В ту осень, через полгода после свадьбы, он научился наконец вызывать у нее, а верней у ее тела, чувственный отклик своей страсти. Он искал разгадку, ведомый не столько инстинктом, не столько полуслепыми машинописными страничками косноязычных переводов трудов каких-то западных сексологов, которые добывал и читал тайком от Нины, сколько надеждой, что вместе с наслаждением передастся ей хоть капля переполнявшей его нежности.
Но то, что он нашел, потребовало таких действий, которые вначале вызвали у нее протест. Испуганно, молча она отстраняла его. Прикрывалась ладонью, чтоб защититься. Но постепенно, постепенно — покорилась.
Даже и не покорилась: всё вернулось к прежнему состоянию, только на новом витке. Нина позволяла ему уже предельно ласкать ее — так же, как позволяла когда-то за собой ухаживать, а потом позволяла с собой спать. И в короткие мгновения, которых ему удавалось добиться, когда под его умоляющими, рабскими ласками ее тело напрягалось наконец и сотрясалось горячей дрожью, она всё равно оставалась в чем-то недосягаемой. Она даже ни разу не застонала. Только бурное, прерывистое дыхание вырывалось у нее и мгновенно успокаивалось вместе с расслабленным телом.
Никогда она не сказала ему ни слова об этих ночных минутах, и ему не давала говорить. Этих минут словно не существовало. И порой, когда он смотрел на нее днем, ему самому не верилось, что они бывают.

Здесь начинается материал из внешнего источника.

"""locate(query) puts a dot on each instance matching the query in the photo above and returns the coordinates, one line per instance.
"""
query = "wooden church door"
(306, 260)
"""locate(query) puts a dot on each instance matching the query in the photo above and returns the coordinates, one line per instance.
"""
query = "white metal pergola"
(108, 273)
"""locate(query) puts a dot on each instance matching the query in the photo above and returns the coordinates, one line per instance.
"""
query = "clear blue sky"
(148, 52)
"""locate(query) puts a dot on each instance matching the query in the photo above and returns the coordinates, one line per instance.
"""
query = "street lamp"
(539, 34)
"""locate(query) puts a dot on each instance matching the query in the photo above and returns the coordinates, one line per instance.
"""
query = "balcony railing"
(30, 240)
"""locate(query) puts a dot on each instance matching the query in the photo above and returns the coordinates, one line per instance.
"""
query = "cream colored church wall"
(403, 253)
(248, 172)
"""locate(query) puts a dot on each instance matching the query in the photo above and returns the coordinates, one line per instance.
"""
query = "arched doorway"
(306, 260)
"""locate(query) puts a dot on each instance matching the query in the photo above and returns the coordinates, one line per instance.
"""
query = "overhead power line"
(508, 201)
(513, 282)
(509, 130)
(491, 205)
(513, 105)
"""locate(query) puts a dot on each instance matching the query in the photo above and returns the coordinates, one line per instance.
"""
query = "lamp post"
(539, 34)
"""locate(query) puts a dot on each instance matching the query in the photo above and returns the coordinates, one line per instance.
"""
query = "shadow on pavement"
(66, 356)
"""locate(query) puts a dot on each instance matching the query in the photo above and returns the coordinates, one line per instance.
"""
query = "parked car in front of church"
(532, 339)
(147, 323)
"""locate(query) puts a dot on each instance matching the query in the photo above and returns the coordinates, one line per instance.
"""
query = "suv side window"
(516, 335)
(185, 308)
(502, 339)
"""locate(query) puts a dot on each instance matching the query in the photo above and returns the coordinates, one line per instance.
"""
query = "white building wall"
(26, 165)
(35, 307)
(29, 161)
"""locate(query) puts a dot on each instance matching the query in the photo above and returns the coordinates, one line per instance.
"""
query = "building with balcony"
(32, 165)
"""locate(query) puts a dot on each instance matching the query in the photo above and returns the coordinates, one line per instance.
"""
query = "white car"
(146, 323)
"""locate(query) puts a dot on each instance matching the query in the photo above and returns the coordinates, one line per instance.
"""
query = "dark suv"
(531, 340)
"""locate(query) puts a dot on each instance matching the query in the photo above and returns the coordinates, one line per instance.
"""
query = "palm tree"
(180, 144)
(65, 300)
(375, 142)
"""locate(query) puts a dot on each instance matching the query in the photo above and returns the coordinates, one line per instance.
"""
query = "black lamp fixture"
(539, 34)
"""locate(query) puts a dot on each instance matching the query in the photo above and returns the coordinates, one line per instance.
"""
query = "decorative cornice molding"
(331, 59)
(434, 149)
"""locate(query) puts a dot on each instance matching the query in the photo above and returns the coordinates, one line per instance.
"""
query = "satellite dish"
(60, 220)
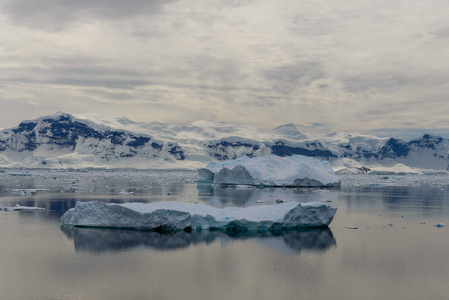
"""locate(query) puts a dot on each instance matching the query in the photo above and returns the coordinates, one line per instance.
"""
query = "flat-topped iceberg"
(271, 170)
(173, 216)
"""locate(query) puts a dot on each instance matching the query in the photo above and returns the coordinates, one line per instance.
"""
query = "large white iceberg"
(172, 216)
(271, 170)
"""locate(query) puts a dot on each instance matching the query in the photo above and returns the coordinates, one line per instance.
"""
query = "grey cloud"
(107, 77)
(56, 15)
(389, 81)
(287, 77)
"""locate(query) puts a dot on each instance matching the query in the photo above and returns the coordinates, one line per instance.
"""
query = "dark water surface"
(396, 252)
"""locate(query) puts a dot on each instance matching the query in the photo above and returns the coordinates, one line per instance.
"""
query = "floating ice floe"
(173, 216)
(271, 170)
(19, 207)
(101, 240)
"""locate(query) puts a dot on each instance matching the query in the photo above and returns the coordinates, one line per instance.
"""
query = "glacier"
(271, 170)
(175, 216)
(81, 141)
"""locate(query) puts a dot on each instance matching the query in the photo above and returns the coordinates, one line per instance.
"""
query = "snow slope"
(94, 140)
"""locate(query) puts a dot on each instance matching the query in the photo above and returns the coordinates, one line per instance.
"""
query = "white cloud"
(355, 66)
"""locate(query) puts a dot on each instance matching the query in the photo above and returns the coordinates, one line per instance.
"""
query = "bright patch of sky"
(367, 66)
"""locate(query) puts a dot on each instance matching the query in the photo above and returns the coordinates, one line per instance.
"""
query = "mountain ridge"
(64, 140)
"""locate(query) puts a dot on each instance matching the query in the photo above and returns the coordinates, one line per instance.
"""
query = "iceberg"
(101, 240)
(271, 170)
(18, 207)
(175, 216)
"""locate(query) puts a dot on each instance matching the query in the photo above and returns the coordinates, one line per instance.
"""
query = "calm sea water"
(396, 252)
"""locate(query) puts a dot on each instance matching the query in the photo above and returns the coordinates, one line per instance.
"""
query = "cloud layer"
(367, 66)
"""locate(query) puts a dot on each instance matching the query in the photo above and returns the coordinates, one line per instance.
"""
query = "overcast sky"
(374, 66)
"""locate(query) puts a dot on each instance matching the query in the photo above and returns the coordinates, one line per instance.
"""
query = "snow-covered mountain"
(93, 140)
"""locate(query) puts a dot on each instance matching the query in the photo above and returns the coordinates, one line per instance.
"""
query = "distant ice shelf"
(18, 207)
(175, 216)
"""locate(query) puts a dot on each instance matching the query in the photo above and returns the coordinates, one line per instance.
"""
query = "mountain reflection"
(102, 240)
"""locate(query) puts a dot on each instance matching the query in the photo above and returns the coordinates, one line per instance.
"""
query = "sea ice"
(271, 170)
(172, 216)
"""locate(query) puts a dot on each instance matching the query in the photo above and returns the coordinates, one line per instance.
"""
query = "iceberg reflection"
(102, 240)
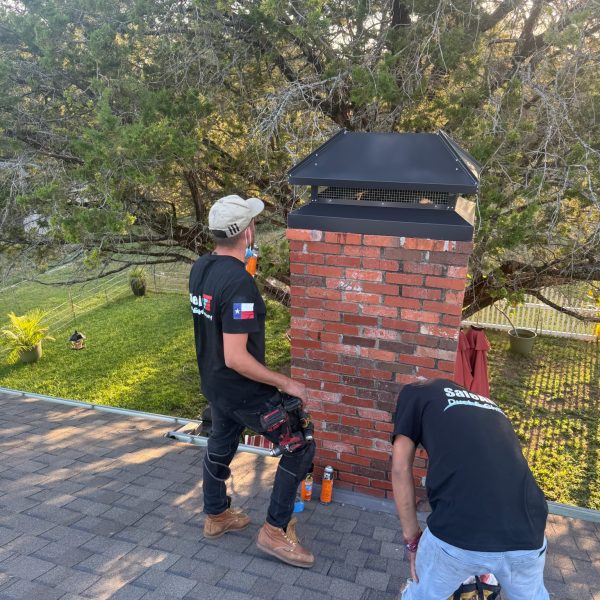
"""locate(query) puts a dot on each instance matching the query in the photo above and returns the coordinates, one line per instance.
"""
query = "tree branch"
(562, 309)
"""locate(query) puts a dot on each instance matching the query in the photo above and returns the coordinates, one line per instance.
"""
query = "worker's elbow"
(401, 469)
(230, 361)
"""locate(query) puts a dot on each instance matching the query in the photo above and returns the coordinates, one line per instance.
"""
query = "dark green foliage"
(122, 122)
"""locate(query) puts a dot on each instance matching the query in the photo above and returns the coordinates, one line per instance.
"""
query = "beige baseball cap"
(231, 214)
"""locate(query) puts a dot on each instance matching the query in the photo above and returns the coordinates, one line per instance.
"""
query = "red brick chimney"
(378, 262)
(369, 314)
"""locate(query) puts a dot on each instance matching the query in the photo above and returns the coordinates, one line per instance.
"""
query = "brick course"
(369, 314)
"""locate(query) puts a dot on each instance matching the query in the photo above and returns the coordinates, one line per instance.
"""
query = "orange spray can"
(252, 261)
(306, 486)
(327, 485)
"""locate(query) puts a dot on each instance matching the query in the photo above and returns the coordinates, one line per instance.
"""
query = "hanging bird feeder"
(77, 340)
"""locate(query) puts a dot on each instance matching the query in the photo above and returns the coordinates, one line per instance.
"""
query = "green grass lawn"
(139, 355)
(553, 401)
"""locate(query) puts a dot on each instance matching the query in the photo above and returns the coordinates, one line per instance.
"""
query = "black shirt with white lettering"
(225, 299)
(482, 493)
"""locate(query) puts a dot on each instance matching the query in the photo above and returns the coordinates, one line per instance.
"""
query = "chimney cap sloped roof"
(407, 161)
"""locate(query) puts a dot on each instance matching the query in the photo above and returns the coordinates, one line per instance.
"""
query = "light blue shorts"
(441, 569)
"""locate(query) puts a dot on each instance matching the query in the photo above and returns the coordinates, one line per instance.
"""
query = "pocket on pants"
(250, 418)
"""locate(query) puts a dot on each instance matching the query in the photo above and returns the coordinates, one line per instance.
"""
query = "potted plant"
(521, 340)
(137, 281)
(24, 336)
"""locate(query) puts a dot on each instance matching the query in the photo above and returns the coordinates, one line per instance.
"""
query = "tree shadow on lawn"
(139, 354)
(552, 400)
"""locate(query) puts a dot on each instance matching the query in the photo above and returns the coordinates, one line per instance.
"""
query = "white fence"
(535, 315)
(89, 298)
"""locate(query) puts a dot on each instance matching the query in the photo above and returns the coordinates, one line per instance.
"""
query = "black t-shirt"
(225, 299)
(482, 493)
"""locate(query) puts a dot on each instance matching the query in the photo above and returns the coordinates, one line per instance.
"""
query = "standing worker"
(229, 328)
(488, 514)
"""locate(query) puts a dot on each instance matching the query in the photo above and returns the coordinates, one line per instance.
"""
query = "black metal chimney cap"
(407, 161)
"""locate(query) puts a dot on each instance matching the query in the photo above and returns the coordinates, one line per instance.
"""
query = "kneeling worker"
(488, 514)
(229, 328)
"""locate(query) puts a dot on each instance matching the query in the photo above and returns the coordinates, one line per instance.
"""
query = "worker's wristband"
(413, 544)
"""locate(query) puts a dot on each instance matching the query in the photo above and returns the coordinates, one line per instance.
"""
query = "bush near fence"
(532, 314)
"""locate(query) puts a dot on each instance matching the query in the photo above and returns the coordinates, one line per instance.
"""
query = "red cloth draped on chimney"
(462, 367)
(480, 346)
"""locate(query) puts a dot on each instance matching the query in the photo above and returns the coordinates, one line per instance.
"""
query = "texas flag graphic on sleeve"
(243, 311)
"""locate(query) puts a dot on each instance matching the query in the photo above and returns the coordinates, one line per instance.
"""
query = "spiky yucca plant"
(24, 333)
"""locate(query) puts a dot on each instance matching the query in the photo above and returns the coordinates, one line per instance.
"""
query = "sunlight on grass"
(553, 401)
(139, 355)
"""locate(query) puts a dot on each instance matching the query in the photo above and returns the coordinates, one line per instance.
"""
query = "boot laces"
(290, 533)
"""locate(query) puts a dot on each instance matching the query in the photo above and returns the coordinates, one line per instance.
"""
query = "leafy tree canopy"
(122, 121)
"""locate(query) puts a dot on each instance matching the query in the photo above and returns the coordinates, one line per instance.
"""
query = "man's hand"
(294, 388)
(412, 559)
(403, 455)
(239, 359)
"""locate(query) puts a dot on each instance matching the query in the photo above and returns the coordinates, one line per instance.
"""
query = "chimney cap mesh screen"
(422, 199)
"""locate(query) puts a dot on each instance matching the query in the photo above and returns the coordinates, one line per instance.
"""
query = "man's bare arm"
(239, 359)
(403, 455)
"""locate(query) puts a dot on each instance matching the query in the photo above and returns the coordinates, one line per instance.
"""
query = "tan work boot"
(284, 545)
(229, 520)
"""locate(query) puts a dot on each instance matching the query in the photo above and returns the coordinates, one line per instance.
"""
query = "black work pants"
(227, 426)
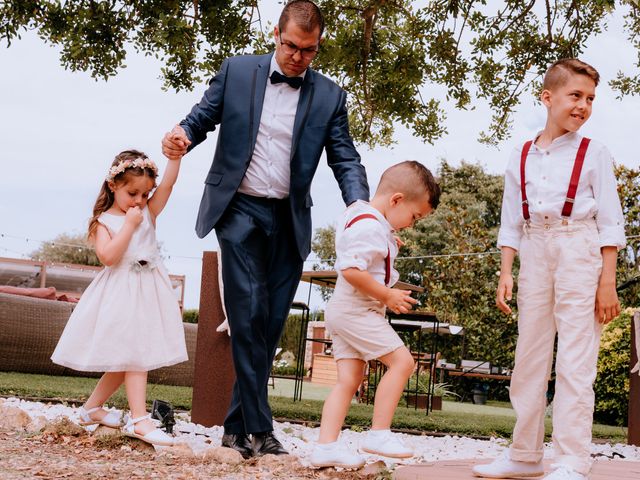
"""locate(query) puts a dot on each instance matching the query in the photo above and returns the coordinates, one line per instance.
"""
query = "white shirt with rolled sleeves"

Преподаватели на кафедре жаловали Нину: училась она усердно, а после занятий почти каждый день оставалась в лаборатории — ей дали самостоятельную работу в студенческом научном обществе. Григорьев только радовался бы за нее, если бы лик кафедры болезненно не обернулся для него лицами нескольких молодых и моложавых сотрудников и аспирантов.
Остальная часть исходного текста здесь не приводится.